One of the results of this conceptual limitation is that Western medicine fails to appreciate that some aspects of being a human being are, frankly, more important than others. "Normal" medical thinking tends to focus on physical attributes more than on emotions, mental clarity, or spiritual satisfactions. In fact, these higher planes of human experience have a definite hierarchical relationship with one another. Most people would rather feel happiness and love (emotional health) than sacrifice these in order to be relieved of physical pains and limitations (physical health). Similarly, people often experience that mental clarity--faithfulness of memory and accuracy of understanding--take precedence over diffuse emotional "warmth." And surely spiritual health--that is, a sense of meaningfulness and purpose in life and of connection with treasured, long-term goals--trumps all the other levels of "health."

This conceptual limitation of our usual medical thinking--its lack of a wholistic and hierarchical view--would not be particularly important if it did not have significant clinical effects. But careful observations indicate that it does. For example, medical treatments commonly have "side effects." Often these are trivial--a dry mouth, transient drowsiness, or loose bowels; certainly not as important or as imposing on one's overall sense of well-being as the original symptoms the medicine was prescribed to counteract.
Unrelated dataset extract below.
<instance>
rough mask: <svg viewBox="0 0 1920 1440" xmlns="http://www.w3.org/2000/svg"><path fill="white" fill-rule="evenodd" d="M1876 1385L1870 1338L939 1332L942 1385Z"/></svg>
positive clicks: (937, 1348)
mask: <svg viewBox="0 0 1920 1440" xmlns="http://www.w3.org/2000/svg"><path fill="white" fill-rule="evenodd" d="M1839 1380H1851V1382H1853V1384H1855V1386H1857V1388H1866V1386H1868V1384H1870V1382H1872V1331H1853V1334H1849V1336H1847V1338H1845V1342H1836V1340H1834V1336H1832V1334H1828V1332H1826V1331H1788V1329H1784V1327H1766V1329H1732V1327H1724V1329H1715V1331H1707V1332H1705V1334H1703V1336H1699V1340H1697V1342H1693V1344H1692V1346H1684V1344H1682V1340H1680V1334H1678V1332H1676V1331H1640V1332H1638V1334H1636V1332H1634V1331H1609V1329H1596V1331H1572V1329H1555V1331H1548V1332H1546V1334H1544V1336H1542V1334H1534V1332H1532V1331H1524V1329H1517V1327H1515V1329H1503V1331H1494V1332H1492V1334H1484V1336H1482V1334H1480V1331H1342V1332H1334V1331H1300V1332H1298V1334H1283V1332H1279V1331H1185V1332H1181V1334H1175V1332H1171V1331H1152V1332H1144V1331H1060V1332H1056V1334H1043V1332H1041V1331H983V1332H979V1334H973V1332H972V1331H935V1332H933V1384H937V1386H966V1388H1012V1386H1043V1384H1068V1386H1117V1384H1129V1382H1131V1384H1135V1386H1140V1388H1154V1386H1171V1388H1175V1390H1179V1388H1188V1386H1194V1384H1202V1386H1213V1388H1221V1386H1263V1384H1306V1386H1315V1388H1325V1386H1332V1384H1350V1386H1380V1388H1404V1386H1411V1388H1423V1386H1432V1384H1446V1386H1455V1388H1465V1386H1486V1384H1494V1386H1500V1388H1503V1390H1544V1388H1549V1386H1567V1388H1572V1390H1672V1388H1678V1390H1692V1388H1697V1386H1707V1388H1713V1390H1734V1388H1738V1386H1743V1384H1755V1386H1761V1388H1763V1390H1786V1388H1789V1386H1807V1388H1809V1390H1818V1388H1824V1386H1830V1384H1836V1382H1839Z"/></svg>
But sometimes the "side effects" are truly annoying, even debilitating or dangerous--for example, a headache, fainting spells, or intestinal bleeding. When the symptoms being treated are "traded in" for other significant symptoms, this is referred to as "symptom substitution." But without a wholistic or hierarchical perspective, there is rarely an appreciation for the extent to which interlocking body systems may be damaged when one system--with one set of symptoms--is singled out for "treatment," that is, for symptom suppression. It is rarely recognized how interfering atomistically with one or another of the body's functions--perhaps of the body's defenses or reactions to insult** or imbalances--can lead to broader decline in well-being. A physical symptom may be removed, but "disease" on the emotional, mental, or even spiritual planes may emerge and, when we use careful (wholistically sensitive) clinical observation, often does.

Where do symptoms, when treated (or suppressed) allopathically, go to die? Often they do not simply disappear, they spread to different body systems where they become different symptoms; often they reemerge more distressing and debilitating than they started.


Notes: * Although the more commonly accepted spelling of this word is "holistic," I prefer "wholistic" with a "w" because, after all, we are talking about "wholes" not "holes" (or "holy").

** In medicine, an "insult" is a shock or challenge to the body, such as a physical injury or a overdose of a drug.